Cara Mulai di Hyperliquid
Deposit
- Buka app.hyperliquid.xyz
- Connect wallet (MetaMask/Rabby)
- Deposit USDC dari Arbitrum (atau ETH yang akan di-convert)
- Dana masuk ke Hyperliquid L1
Trading
Interface mirip CEX:
- Pilih aset (BTC-PERP, ETH-PERP, dll.)
- Pilih leverage (1x-50x)
- Isi ukuran position
- Market atau limit order
- Set TP/SL jika diperlukan
Withdraw
Withdraw kembali ke Arbitrum kapanpun (ada delay ~2 menit untuk keamanan).
Kesimpulan
Hyperliquid adalah pencapaian teknis yang impresif — membuktikan bahwa DEX bisa memberikan experience mendekati CEX dengan self-custody.
Worth menggunakan jika:
- Trader aktif yang tidak mau beri custody aset ke CEX
- Butuh leverage dengan UX yang clean
- Sudah memahami risiko perpetual trading
Hati-hati:
- Bukan untuk pemula — leverage adalah pisau bermata dua
- HLP bukan “investasi pasif” yang aman
- Centralization tradeoff perlu dipahami
Hyperliquid mengisi gap yang nyata di pasar — tapi datang dengan trade-off yang perlu dipahami sebelum digunakan.
💡 Baru mulai di crypto? WhaleX punya kelas gratis untuk investor pemula — dari beli pertama sampai memahami risiko dengan benar. Mulai dari kelas gratis →
⚠️ Disclaimer: Perdagangan perpetual futures dengan leverage sangat berisiko tinggi dan dapat menyebabkan kehilangan seluruh modal. Hyperliquid adalah protokol relatif baru dengan risiko smart contract, bridge, dan centralization. Ini BUKAN rekomendasi untuk menggunakan platform ini. Lakukan riset mendalam sebelum menggunakan leverage apapun.
Kelas gratis WhaleX: dasar-dasar trading bot crypto, dari recurring buy sampai spot grid — cocok untuk pemula.
Ikut Kelas Bot Gratis →Pertanyaan Umum
Apa yang membuat Hyperliquid berbeda dari DEX perpetual lainnya seperti GMX?
Hyperliquid membangun L1 blockchain sendiri yang dioptimalkan untuk trading — bukan deploy di atas chain lain. Hasilnya: order book (bukan AMM), zero gas fee untuk trading, konfirmasi <1 detik, throughput tinggi yang mendekati CEX. GMX menggunakan AMM model (pool GLP/GM), sedangkan Hyperliquid menggunakan central limit order book (CLOB) yang lebih familiar bagi trader dari CEX. Ini memungkinkan limit order, stop loss, dan experience yang hampir identik dengan Binance Futures — tapi on-chain dan self-custodial.
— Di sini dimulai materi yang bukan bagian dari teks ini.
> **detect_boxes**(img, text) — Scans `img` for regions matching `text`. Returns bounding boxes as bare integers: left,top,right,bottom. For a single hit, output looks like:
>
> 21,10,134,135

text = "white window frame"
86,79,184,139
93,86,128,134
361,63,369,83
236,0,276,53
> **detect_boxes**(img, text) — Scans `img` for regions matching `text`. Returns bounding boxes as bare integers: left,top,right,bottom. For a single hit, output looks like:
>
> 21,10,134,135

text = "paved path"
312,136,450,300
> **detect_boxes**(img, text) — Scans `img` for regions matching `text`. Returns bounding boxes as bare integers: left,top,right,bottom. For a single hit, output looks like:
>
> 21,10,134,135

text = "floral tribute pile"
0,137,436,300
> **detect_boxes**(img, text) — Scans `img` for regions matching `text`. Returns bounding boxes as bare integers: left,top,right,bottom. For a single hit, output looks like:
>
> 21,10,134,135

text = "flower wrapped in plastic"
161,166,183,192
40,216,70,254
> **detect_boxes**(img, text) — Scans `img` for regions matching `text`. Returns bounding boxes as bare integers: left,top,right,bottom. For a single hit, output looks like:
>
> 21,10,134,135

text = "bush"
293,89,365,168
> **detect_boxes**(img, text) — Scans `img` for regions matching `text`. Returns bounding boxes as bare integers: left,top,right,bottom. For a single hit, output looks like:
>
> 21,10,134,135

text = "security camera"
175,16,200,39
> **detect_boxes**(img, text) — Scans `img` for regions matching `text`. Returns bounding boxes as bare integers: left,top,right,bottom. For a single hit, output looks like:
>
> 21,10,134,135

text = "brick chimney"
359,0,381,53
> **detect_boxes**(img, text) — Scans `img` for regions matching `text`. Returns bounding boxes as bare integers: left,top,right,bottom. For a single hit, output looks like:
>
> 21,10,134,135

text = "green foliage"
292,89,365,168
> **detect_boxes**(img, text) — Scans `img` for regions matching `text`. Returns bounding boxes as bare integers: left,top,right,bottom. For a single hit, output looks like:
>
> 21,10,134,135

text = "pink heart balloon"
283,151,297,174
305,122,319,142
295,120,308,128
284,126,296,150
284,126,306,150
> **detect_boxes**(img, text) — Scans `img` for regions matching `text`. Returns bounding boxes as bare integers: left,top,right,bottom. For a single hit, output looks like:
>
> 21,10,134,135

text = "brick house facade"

Apa risiko utama menggunakan Hyperliquid?
Risiko utama: (1) Centralization — hanya ada ~20 validator awal yang sebagian besar dipilih oleh tim Hyperliquid, lebih centralized dari Ethereum; (2) Bridge risk — aset perlu di-bridge ke HyperL1 dari chain lain, yang punya security trade-off; (3) Oracle manipulation — exchange on-chain bergantung pada oracle untuk harga, yang bisa dimanipulasi (sudah terjadi insiden JELLY token di 2025); (4) Regulatory risk — DEX perpetual bisa masuk radar regulator; (5) Smart contract risk dari protokol relatif baru.